I don’t know about you, but I love it when I learn a new word or expression.  The new one I learned this week was “desire path”.  A desire path is a path that has been created by numbers of people walking where they want to go sufficiently frequently for a path to form in the grass or woodland.  Of course, in the days before the Romans gave us roads, most footways were desire paths, but it reminded me of a book I have on my shelves called “We make the road by walking” by Brian McLaren. 

The book reminds us that none of us, however old, are “done” yet.  We continue being sculpted until the day we die.  As individuals and as communities, we have the option to move forward if we choose and also the freedom to stagnate and regress.

The Bible too speaks of such things, most specifically in that wonderful imagery of the potter and the clay that is found in Jeremiah 18:2-5 when God tells Jeremiah: “’Go down to the potter’s house, and there I will give you my message’.  So I went down to the potter’s house, and I saw him working at the wheel.  But the pot he was shaping from the clay was marred in his hands; so the potter formed it into another pot, shaping it as seemed best to him.”

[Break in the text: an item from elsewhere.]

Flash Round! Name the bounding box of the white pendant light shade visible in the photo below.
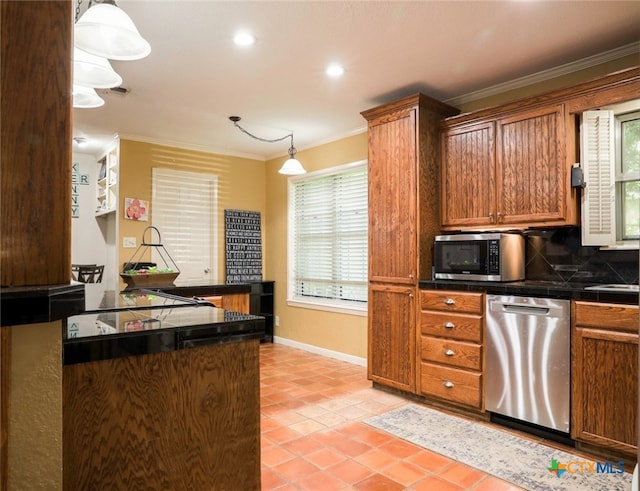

God doesn’t make us walk in one particular way, nor does he force us into one particular shape.  In the same way, the Romans brought roads to Judea, but Jesus and the disciples walked along desire paths at the edge of the desert, in the hills above Galilee, on the Mount of Olives.  Just as Jesus lived in occupied territory but walked in his Father’s way, so we live in a time and place occupied by all the worries, concerns, determination to acquire power, money or things that this life demands of us, and yet we are called, if we choose to follow, to avoid worldly roads, and walk instead upon desire paths leading always towards Jesus and his Father, empowered for the journey by the supporting presence of the Holy Spirit.